Thomas Schmidheiny (born 17 December 1945) is a Swiss billionaire businessman. He is the former chairman of cement manufacturer, Holcim.

==Early life==
Schmidheiny was born in 1945, the son of Max Schmidheiny (1908-1991). The family's construction materials empire (bricks, cement, etc.) was divided in 1984, with Thomas inheriting Holcim, the concrete and cement company, and his brother Stephan, also a billionaire, was given the construction company Eternit.

Schmidheiny holds a doctorate from Tufts University and a Diplomingenieur degree from the ETH Zurich, and an MBA from IMD Business School, Switzerland.

==Career==
Until 2003, Schmidheiny was the chairman of Holcim, one of the world's leading cement manufacturers, founded by his grand-uncle in 1912. Schmidheiny resigned his chairmanship as part of a deal to settle an investigation of insider trading in Spain. He has remained on the Board since that time. Since the merger between Holcim and Lafarge, Schmidheiny is the biggest shareholder of Lafarge-Holcim.

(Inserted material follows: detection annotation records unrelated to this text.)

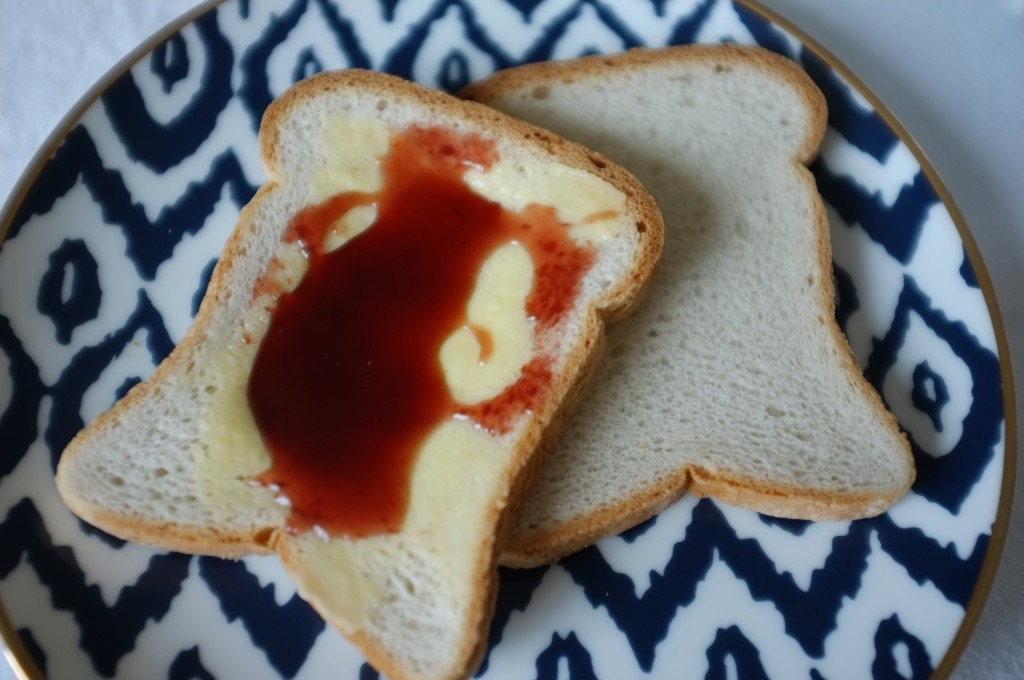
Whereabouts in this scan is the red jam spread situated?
[248,127,594,538]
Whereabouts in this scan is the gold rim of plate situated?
[0,0,1018,680]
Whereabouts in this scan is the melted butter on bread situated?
[466,159,628,244]
[440,243,534,405]
[309,115,388,197]
[194,112,630,629]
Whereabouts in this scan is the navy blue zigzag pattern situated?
[0,0,1002,680]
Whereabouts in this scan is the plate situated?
[0,0,1016,680]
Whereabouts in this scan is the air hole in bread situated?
[253,528,273,546]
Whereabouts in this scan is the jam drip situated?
[248,127,594,537]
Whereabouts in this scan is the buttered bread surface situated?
[57,70,662,678]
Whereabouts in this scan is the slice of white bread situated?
[460,45,914,566]
[56,70,663,680]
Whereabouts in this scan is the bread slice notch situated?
[56,70,663,679]
[460,45,915,566]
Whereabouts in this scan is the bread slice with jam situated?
[461,45,914,566]
[56,70,663,680]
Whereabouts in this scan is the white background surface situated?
[0,0,1024,680]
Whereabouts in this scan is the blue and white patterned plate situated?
[0,0,1016,680]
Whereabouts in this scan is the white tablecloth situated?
[0,0,1024,680]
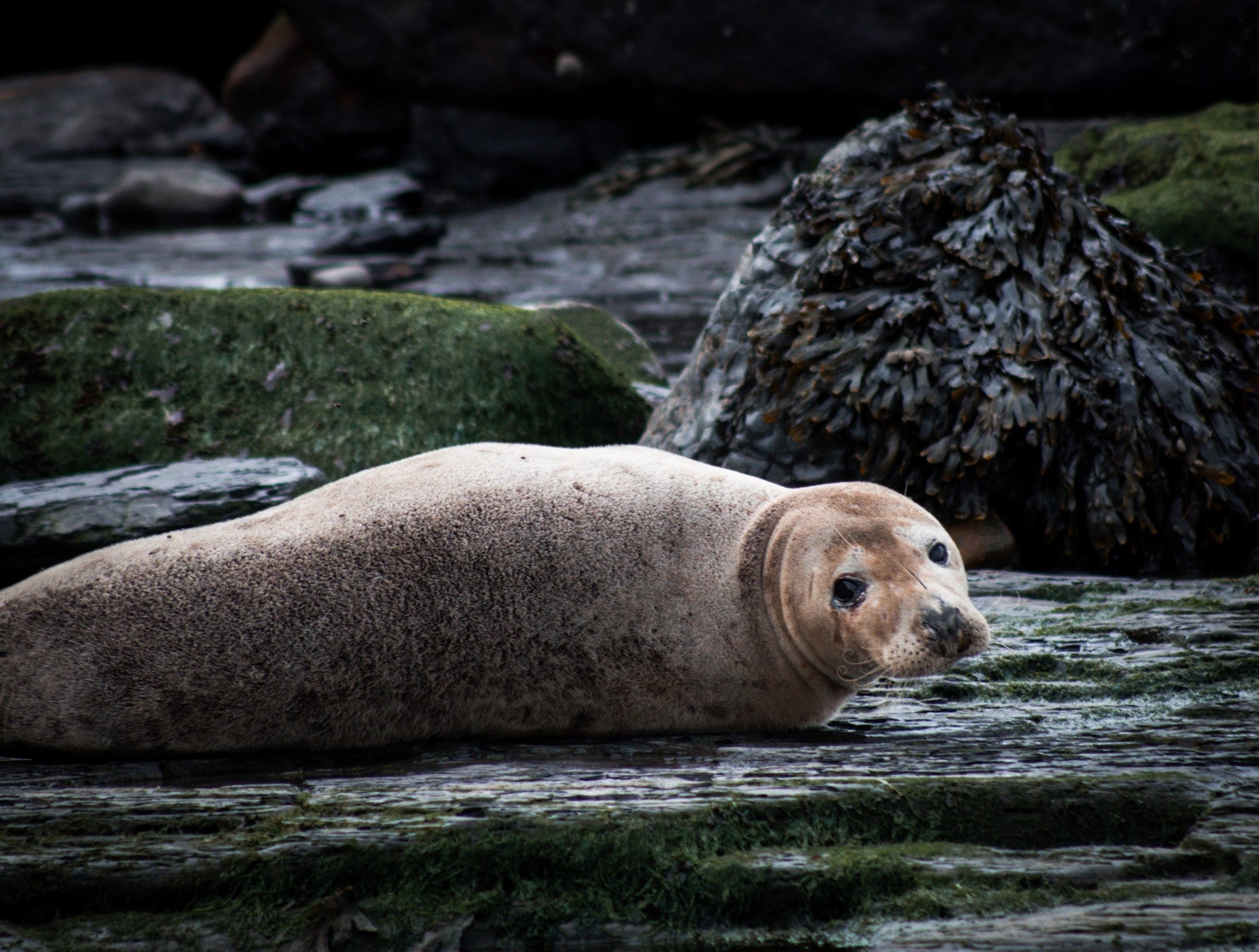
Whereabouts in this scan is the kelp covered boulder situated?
[644,91,1259,572]
[0,289,647,481]
[1054,102,1259,287]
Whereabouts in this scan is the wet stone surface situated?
[0,572,1259,948]
[0,173,788,374]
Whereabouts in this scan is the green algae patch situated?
[0,289,647,480]
[521,301,667,387]
[1054,102,1259,266]
[0,773,1207,940]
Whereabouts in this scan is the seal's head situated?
[763,482,988,688]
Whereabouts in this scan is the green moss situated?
[0,774,1206,939]
[0,289,647,480]
[1054,102,1259,262]
[521,301,667,387]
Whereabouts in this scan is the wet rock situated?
[287,256,428,287]
[1054,102,1259,296]
[0,67,245,160]
[0,289,646,480]
[0,166,775,375]
[295,169,423,222]
[0,457,325,586]
[243,175,328,222]
[947,513,1019,569]
[306,262,379,287]
[286,0,1259,124]
[93,166,244,232]
[404,105,636,204]
[223,14,410,172]
[644,91,1259,572]
[315,217,446,254]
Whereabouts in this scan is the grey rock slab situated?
[97,167,244,231]
[0,457,325,545]
[296,169,422,222]
[0,457,325,584]
[0,166,788,375]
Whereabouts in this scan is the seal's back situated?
[0,443,787,753]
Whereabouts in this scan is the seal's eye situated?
[831,578,865,608]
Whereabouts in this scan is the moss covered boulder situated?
[0,289,646,481]
[525,301,667,387]
[1054,102,1259,277]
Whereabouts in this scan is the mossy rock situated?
[0,289,647,480]
[1054,102,1259,268]
[526,301,667,387]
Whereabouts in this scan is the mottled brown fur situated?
[0,443,982,754]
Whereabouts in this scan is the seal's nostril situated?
[922,602,962,651]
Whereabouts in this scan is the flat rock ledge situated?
[0,457,325,584]
[0,572,1259,952]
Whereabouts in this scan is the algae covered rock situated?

In 2013, Schmidheiny and Rainer-Marc Frey acquired Lonrho through their investment vehicle, FS Africa, in a £174.5 million takeover.

Schmidheiny is a member of the Executive Advisory Board of the World.Minds Foundation.

==Personal life==
Schmidheiny is married with four children; he owns vineyards and wineries in Argentina, Switzerland and the US (Cuvaison in the Napa Valley), including his residences in Rapperswil-Jona and Klosters.

The Indian School of Business has a Thomas Schmidheiny chair of family business. As of 2023, the post was held by Sougata Ray.